Construction of the MHV-68 BAC genome and structural analysis of reconstituted virus genomes. (A) The BAC cloned genome was generated in eukaryotic cells by homologous recombination of the MHV-68 DNA with the recombination plasmid pHA2. The recombination plasmid contained 1.5 kbp of flanking homologous sequence (shaded box) as well as the BAC vector, the gpt gene, and the gfp gene, flanked by loxP sites. Electroporation of the circular BAC cloned genome RγHV68A98.01 into E. coli generated the MHV-68 BAC-plasmid pHA3. Integration of the BAC vector into the linear recombinant virus genome resulted in a new EcoRI fragment of 7.4 kbp which is indicated by an arrow.

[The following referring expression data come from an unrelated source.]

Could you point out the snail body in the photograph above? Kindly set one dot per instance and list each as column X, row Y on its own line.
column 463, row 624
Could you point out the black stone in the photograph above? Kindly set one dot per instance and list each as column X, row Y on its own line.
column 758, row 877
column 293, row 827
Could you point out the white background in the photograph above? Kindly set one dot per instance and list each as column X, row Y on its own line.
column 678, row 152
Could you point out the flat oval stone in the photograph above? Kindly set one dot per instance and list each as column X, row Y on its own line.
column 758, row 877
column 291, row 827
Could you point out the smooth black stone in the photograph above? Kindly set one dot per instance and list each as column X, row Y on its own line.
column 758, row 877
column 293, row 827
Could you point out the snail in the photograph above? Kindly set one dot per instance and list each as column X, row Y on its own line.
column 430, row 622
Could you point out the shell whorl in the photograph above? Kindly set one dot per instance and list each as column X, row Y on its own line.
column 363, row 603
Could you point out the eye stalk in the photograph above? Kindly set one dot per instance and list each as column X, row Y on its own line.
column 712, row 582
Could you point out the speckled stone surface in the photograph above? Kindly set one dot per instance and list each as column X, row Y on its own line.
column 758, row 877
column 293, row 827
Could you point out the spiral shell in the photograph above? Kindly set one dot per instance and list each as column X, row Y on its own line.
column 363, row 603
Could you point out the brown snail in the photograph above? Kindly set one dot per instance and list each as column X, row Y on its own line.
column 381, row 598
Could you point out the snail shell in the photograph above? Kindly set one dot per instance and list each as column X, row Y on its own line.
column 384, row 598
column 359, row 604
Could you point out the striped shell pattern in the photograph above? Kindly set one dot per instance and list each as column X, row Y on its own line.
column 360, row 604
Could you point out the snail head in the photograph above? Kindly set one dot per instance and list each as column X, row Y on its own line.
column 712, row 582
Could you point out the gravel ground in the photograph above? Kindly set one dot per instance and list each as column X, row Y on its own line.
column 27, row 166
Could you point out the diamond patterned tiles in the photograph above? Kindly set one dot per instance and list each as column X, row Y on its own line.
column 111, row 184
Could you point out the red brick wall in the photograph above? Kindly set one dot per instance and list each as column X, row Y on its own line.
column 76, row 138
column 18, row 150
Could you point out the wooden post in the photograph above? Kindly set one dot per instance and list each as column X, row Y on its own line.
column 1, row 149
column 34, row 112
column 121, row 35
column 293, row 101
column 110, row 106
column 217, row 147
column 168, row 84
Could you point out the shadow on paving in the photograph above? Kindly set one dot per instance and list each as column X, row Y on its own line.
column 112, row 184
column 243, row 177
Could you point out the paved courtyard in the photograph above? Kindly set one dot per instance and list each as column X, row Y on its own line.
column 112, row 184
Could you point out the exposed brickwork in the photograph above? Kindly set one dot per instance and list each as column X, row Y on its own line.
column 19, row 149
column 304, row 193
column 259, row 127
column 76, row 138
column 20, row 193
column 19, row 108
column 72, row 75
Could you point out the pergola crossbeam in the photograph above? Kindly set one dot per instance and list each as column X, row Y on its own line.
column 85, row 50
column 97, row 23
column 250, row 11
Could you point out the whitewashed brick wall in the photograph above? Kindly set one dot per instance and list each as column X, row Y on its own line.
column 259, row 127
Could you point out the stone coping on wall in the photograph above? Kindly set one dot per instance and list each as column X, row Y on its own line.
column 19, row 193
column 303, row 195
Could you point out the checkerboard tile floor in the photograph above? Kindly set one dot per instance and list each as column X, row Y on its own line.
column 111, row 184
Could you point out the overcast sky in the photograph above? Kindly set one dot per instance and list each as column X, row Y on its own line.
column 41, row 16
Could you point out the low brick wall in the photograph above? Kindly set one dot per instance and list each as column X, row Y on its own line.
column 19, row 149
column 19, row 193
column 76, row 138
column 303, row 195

An additional EcoRI fragment of approximately 18 kbp in the BAC plasmid resulted from the fusion of the terminal EcoRI fragments (containing the terminal repeats of the virus genome). P, probe. (B) Structural analysis of BAC plasmids and of reconstituted virus genomes by ethidium bromide-stained agarose gel analysis of EcoRI-digested DNA. The lanes show MHV-68 WT DNA isolated from infected cells (lane 1), MHV-68 BAC plasmid pHA3 DNA isolated from E. coli (lane 2), reconstituted MHV-68 BAC virus RγHV68A98.01 DNA isolated from infected cells (lane 3), and reconstituted MHV-68 BAC virus RγHV68A98.02 DNA (with the BAC vector excised by recombinase Cre) isolated from infected cells (lane 4). The upper arrowhead indicates an additional 18-kbp band present only in lane 2, and the lower arrowhead indicates a 7.4-kbp fragment resulting in a double band in lanes 2 and 3. (C) Southern blot analysis of the gel shown in panel B using a DIG-labeled probe (indicated in panel A). Lanes 3 and 4 were from a longer exposure than lanes 1 and 2. The arrowhead indicates the additional 18-kbp band present only in lane 2. Marker (M) sizes (in kilobase pairs) are indicated on the left.